Good choice! Now go build it and make all of your work pay off!


----------



## East Cape (Feb 26, 2010)

tiburon21 said:


> Problem with Chop is that I cannot predict laminate direction or exact coverage. The fiber direction is key in optimizing thicknesses with stress analysis. Even a few degrees of ply orientation has been known to cause failures.


You only use chop OR mat as a blanket if you go the infusion route. Its just a blanket for the heat. But you knew this already correct? :O)


----------



## shallowgal (Jun 11, 2004)

Thanks for the apology Jeff, although you didnt need to apologize, you just werent aware. I'll vouch for Tiburon on here, he's a good guy, and I'm interested to see how his vision comes to life. 

And yes, his wife is a hottie


----------



## InfamousJ (May 21, 2004)

East Cape said:


> You only use chop OR mat as a blanket if you go the infusion route. Its just a blanket for the heat. But you knew this already correct? :O)

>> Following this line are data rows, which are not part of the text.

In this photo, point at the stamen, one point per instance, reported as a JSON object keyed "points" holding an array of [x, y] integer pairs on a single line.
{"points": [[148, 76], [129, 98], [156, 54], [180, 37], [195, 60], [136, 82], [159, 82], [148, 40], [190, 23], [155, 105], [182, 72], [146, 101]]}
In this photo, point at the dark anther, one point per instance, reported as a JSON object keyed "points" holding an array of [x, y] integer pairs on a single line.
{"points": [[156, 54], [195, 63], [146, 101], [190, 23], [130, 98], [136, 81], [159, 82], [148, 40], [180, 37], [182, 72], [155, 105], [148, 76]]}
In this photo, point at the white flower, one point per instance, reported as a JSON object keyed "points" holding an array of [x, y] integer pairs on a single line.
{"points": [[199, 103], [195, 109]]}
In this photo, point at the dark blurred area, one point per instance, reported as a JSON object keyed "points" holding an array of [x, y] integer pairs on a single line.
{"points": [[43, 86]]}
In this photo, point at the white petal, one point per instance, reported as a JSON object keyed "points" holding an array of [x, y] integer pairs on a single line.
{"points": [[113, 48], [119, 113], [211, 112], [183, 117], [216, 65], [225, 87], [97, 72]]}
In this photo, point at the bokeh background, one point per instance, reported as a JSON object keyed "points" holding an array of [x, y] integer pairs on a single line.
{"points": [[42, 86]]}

Maybe you should buy a sponsorship and let us all know how great your process is on another post. ??



shallowgal said:


> And yes, his wife is a hottie


is he your husband too?


----------



## tiburon21 (Aug 27, 2012)

InfamousJ said:


> Maybe you should buy a sponsorship and let us all know how great your process is on another post. ??
> 
> is he your husband too?


No but we are both Aggies so that counts for something! AND your logo is correct...Shallowsport is a legend.


----------



## firephil (Jul 11, 2006)

All of my information in this thread is unbiased so I feel safe in saying that Wes's wife is a hottie also, such as is the wife of Tiburon21, I guess she would be Tiburon22. I have met both and was equally impressed. I'm a better judge of women than I am of boats. But this would deviate the thread from its intended purpose so I suggest Jeff or Wes start another thread.(with pics)


----------



## theyallbreak (Jan 29, 2012)

firephil said:


> All of my information in this thread is unbiased so I feel safe in saying that Wes's wife is a hottie also, such as is the wife of Tiburon21, I guess she would be Tiburon22. I have met both and was equally impressed. I'm a better judge of women than I am of boats. But this would deviate the thread from its intended purpose so I suggest Jeff or Wes start another thread.(with pics)

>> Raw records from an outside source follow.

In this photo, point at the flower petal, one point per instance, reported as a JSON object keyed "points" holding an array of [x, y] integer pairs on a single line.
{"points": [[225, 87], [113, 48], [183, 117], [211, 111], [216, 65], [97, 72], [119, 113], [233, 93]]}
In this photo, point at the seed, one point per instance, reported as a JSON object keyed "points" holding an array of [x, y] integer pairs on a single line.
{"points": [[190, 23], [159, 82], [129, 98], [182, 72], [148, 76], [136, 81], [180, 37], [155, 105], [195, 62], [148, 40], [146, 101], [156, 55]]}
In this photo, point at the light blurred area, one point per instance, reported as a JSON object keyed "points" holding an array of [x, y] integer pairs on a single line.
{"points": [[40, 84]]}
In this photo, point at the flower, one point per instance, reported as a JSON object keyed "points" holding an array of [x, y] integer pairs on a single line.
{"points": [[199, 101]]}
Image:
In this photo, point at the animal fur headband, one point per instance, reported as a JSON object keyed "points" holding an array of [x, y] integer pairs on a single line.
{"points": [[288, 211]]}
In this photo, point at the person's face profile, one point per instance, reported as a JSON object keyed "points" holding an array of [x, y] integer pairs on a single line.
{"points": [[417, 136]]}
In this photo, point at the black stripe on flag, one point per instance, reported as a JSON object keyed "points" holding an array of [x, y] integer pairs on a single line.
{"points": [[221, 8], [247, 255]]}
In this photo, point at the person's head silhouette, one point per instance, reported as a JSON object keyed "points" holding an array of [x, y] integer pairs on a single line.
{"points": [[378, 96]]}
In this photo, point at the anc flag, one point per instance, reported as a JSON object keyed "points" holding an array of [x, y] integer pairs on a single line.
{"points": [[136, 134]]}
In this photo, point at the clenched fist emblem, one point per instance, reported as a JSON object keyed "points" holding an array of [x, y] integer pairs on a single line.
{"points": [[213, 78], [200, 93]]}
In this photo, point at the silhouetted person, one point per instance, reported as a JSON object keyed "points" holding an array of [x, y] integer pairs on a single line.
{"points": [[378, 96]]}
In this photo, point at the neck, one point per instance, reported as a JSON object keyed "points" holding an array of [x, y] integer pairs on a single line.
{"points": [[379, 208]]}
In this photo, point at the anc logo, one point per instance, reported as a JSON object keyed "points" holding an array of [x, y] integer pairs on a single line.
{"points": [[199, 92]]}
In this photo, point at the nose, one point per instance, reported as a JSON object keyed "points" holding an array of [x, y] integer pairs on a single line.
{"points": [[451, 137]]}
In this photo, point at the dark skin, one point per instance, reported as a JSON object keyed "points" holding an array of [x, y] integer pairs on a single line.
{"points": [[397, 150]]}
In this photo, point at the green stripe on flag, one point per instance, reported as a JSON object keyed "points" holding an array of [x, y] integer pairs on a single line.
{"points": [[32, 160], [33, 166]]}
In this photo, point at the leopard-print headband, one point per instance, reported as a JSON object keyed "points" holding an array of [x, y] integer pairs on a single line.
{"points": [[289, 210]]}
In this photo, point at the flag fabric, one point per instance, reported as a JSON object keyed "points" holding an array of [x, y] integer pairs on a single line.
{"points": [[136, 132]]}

 X2 pictures are worth a thousand words


----------



## InfamousJ (May 21, 2004)

firephil said:


> All of my information in this thread is unbiased so I feel safe in saying that Wes's wife is a hottie also, such as is the wife of Tiburon21, I guess she would be Tiburon22. I have met both and was equally impressed. I'm a better judge of women than I am of boats. But this would deviate the thread from its intended purpose so I suggest Jeff or Wes start another thread.(with pics)


We'll be looking forward to the finished product photos, with the wife laying out on them for added selling benefit.


----------



## tiburon21 (Aug 27, 2012)

InfamousJ said:


> We'll be looking forward to the finished product photos, with the wife laying out on them for added selling benefit.


Funny, I suggested that very thing to her stating that SEX sells. I cannot put the response in print but suffice it to say that I will have to rely on the technical merits of this boat to sell...Phil, I think you made both Kyras and Cynthies day.


----------



## PastorD (Jul 2, 2012)

East Cape said:


> You only use chop OR mat as a blanket if you go the infusion route. Its just a blanket for the heat. But you knew this already correct? :O)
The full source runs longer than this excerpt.